Selon la Banque mondiale, les envois de fonds de la diaspora africaine ont dépassé les 100 milliards de dollars en 2023. Un chiffre colossal, supérieur à l’aide publique au développement reçue par l’ensemble des pays africains. Derrière ces flux, il n’y a pas seulement des chiffres, mais des histoires, des sacrifices et une économie parallèle qui irrigue tout un continent.
La diaspora, un acteur économique sous-estimé
On évoque souvent la diaspora africaine comme une force culturelle ou politique. Mais elle est avant tout un acteur économique de premier plan. Près de 170 millions d’Africains vivent aujourd’hui hors du continent, selon l’Union africaine. Et leurs contributions financières ne cessent de croître.
Ces transferts ne se limitent pas aux dépenses du quotidien. Ils financent l’éducation, la santé, les logements, l’entrepreneuriat. Ils alimentent aussi des investissements immobiliers, des PME locales, des abonnements numériques ou des projets collectifs comme des écoles ou des centres de santé. Autrement dit, la diaspora agit comme un pont financier et économique entre deux mondes.
Une « monnaie affective »
Mais réduire ces paiements à de simples flux monétaires serait ignorer leur véritable nature. Derrière chaque envoi se cache une histoire familiale, un attachement viscéral à la terre natale.
Un chauffeur de bus à Bruxelles qui envoie 200 euros par mois à Ouagadougou n’aide pas seulement ses proches : il perpétue un lien, il entretient un fil invisible qui relie son quotidien européen aux réalités burkinabè. Une étudiante ghanéenne à New York qui paie les études de son frère à Accra ne fait pas qu’assumer une charge : elle investit dans l’avenir de sa famille et, par ricochet, de son pays.
Ces paiements incarnent ce qu’on pourrait appeler une monnaie affective : une valeur où s’entrelacent solidarité, identité et espoir.
Les obstacles persistants
Pourtant, envoyer de l’argent en Afrique reste un parcours semé d’embûches.
- Des frais exorbitants.

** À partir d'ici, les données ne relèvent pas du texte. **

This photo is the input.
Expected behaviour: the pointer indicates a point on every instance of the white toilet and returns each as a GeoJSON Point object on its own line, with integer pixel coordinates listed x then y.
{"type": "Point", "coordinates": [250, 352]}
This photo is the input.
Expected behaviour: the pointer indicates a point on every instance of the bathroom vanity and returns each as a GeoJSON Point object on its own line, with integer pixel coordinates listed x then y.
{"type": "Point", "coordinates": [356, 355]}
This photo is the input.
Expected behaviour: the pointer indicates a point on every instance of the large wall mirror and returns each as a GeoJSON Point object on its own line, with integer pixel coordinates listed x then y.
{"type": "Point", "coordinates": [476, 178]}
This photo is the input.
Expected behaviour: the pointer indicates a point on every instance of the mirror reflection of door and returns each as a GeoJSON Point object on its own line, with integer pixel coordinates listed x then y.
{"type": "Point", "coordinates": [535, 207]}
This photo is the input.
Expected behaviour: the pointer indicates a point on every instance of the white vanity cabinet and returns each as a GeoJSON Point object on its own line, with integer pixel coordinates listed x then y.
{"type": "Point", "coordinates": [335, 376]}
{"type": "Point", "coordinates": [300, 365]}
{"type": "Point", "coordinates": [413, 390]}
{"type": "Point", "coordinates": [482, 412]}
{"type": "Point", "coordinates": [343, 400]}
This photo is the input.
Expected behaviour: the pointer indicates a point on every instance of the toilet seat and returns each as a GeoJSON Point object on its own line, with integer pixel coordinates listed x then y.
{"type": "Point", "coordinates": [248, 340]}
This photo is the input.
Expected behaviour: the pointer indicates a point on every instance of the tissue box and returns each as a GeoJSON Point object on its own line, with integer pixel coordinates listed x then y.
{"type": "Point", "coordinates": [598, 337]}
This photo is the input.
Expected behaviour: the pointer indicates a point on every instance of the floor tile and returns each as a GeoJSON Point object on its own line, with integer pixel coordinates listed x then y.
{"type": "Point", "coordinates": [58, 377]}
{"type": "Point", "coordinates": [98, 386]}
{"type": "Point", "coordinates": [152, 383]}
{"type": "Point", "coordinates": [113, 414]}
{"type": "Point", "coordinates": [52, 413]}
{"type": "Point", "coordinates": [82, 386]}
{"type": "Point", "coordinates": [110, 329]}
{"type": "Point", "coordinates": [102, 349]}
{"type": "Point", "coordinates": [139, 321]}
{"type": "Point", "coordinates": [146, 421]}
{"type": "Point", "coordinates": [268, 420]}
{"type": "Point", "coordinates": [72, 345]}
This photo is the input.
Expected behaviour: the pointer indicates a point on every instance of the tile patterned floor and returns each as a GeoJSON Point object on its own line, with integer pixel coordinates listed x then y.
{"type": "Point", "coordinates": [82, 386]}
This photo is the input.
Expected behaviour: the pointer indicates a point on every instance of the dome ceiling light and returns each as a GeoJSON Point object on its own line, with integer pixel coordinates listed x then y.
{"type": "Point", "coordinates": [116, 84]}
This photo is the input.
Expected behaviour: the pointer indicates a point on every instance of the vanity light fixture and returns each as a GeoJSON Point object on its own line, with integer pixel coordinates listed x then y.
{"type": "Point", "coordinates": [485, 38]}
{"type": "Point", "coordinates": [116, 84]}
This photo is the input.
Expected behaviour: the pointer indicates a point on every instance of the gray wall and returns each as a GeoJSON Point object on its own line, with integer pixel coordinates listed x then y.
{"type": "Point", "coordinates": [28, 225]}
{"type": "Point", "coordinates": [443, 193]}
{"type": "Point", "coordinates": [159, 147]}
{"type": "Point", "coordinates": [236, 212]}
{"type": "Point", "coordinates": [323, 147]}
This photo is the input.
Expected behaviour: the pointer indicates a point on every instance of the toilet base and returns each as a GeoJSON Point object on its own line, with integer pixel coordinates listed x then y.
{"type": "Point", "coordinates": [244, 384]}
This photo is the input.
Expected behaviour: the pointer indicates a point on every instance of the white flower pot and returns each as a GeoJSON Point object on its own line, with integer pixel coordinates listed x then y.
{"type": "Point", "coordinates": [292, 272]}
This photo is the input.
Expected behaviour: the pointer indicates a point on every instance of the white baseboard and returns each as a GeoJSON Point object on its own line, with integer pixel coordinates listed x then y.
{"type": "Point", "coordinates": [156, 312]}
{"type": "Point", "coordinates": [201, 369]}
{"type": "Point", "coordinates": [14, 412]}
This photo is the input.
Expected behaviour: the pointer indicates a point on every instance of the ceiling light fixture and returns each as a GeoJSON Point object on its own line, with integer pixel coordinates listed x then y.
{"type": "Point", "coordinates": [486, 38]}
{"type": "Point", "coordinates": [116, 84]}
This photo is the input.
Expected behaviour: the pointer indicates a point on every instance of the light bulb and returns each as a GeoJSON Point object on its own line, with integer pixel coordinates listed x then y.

L’Afrique subsaharienne détient le triste record des transferts les plus chers au monde, avec des commissions oscillant entre 7 et 10 %. Loin de l’objectif fixé par l’ONU (3 % maximum).
- Une accessibilité limitée. Dans de nombreuses zones rurales, recevoir un transfert implique parfois des heures de trajet, faute d’infrastructures financières suffisantes.
- Des délais trop longs. Malgré la numérisation, certains transferts prennent encore plusieurs jours, surtout lorsqu’ils passent par des banques traditionnelles.
- Le recours à l’informel. Beaucoup de migrants continuent d’utiliser des circuits parallèles, plus rapides mais risqués, avec leur lot de fraudes et de pertes.
Ces défis freinent l’impact réel des paiements et creusent les inégalités.
Le tournant numérique
Face à ces blocages, l’Afrique a trouvé dans la technologie un accélérateur inédit. L’essor du mobile money – de M-Pesa au Kenya à Orange Money en Afrique de l’Ouest – a bouleversé les pratiques. Désormais, un simple téléphone portable suffit pour recevoir de l’argent, régler une facture, épargner ou accéder à un microcrédit.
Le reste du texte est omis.